Geçmişten çıkartacağımız çok ders vardır evet ama bu geçmişten çıkartılan dersler biriktirdiğimiz deneyimler de vardır. Bugün bu konuda birçok kesin toplumun da birçok kesiminin aslında artık Barış istediği bir gerçekliktir. Toplum barışı hasrettir. Bu barışa var etmenin yolu kaçınılmaz olarak bizim sorumluluğumuzdadır. Bunu mutlaka hayata geçirmek için gerekli bütün çabayı göstereceğimize ilk günden bugüne kadar dile getirdik.
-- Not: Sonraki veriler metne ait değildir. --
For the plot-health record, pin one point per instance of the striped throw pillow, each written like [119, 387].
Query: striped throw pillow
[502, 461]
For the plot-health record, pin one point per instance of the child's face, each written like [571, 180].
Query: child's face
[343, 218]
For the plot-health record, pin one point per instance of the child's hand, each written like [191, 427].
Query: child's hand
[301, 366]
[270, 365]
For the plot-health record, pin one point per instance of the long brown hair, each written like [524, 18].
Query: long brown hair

Bu konuda DEM Parti olarak almış olduğunuz sorumluluk gereği biz barış ve demokratik toplum çağrısına sahip çıkıyoruz. Bunun gerekliliklerini yapmak üzere bütün toplumu demokrasi zemininde buluşturmak için çabamızı ortaya koyuyoruz. Bugünden sonra da kuşkusuz böyle olmaya devam edecektir. Şimdi çağrımız herkesedir bütün kesimleredir, bu Meclis’ten başlayarak bütün toplumun bir müzakere zemininde buluşmasını sağlamak yeni bir toplumsal mutabakatı var etmek ve yolu buradan açmak artık bir gereklilik olarak önümüzde durmaktadır.

“Önümüzdeki süreçte katedeceğimiz yol büyük önem taşımaktadır”

Meşhur bir laftır bir düşünürün söylediği gibi, ‘sessiz hakikate zehir bulaşır.’ O yüzden konuşmalıyız. O yüzden diyaloglar kurmalıyız, o yüzden hakikatin sesini yükseltmeliyiz. O hakikatin etrafında buluşmamıza engel olacak hiçbir şey yoktur mutlaka başarabiliriz. önümüzdeki süreç tam da bunu gösteriyor. Bu önümüzdeki süreçte katedeceğimiz yol büyük önem taşımaktadır. Çatışmalar dursun, şiddet dursun, silahlar sussun hep bunu söylüyoruz ama şunu da söylemeliyiz.

Silahları var eden nedenden mutlaka kurtulmalıyız. Salt silahları susturmak değil ülkeyi demokratikleştirmek istiyorsak silahların susması kadar o silahların hayata geçiren nedenlerden mutlaka hep birlikte kurtulmalıyız.”